横浜市は港北区の市有地に水素ステーションの整備・運営を行う事業者の公募を開始した。設置する水素ステーションは、固定式かつ水素製造設備を敷地内に置かないオフサイト方式で、300Nm3/h以上の供給能力を持つことが条件となる。
同市が事業者に貸し出しを行う土地は、横浜市港区新横浜3丁目に位置する駐車場跡地で、貸付面積は約1580平方メートルだ(図1)。応募には次世代自動車振興センターが行う「水素供給設備整備事業費補助金」か、環境省が行う「二酸化炭素排出抑制対策事業費等補助金」の交付決定を受けていることが条件となる。入札参加申し込み期間は2015年8月14日〜同年9月2日まで。
2020年までに10カ所の水素ステーションを整備
横浜市は2015年3月に次世代環境都市の実現に向け、再生可能エネルギーを活用した分散型電源の導入などをはじめとする「横浜市エネルギーアクションプラン」を策定している。同プランの中では次世代エネルギーとして期待される水素の利活用も、主要施策の1つに位置付けられている(図2)。

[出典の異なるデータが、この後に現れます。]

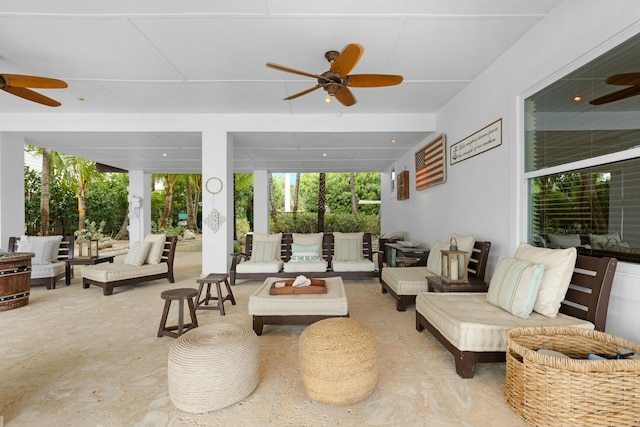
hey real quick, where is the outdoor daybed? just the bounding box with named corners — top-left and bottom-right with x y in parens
top-left (8, 235), bottom-right (74, 290)
top-left (380, 234), bottom-right (491, 311)
top-left (82, 235), bottom-right (177, 295)
top-left (416, 243), bottom-right (618, 378)
top-left (229, 232), bottom-right (379, 285)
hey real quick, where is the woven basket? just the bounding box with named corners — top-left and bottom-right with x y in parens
top-left (168, 323), bottom-right (259, 413)
top-left (299, 317), bottom-right (378, 405)
top-left (506, 327), bottom-right (640, 427)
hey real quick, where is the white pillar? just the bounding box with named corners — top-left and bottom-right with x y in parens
top-left (0, 133), bottom-right (26, 247)
top-left (127, 170), bottom-right (151, 243)
top-left (253, 170), bottom-right (269, 233)
top-left (202, 132), bottom-right (233, 274)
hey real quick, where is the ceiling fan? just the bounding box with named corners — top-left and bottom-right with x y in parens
top-left (0, 73), bottom-right (68, 107)
top-left (590, 73), bottom-right (640, 105)
top-left (266, 43), bottom-right (403, 107)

具体的には2020年までに家庭用燃料電池を4万台、燃料電池車を2000台普及させるという目標を掲げている。同時に燃料電池車の普及に欠かせない水素ステーションは10カ所を整備する計画だ。
現在、横浜市内では2015年2月から旭区と泉区の2カ所で水素ステーションが稼働している。この2カ所はともに固定式のステーションで、JX日鉱日石エネルギーが運用を行っている。さらに2015年度中には中区で移動式ステーションの運用開始に向けた取り組みが進められている。そして今回、市有地を活用することで水素ステーションの整備をさらに促進する狙いだ。
横浜市ではこうした取り組みに加え、燃料電池バスの導入も計画している。さらに再生可能エネルギーによる水素製造の実現も目指し、2020年の東京オリンピック・パラリンピックでは次世代エネルギーインフラを実現する「環境未来都市・横浜」として世界に向けアピールしたい考えだ。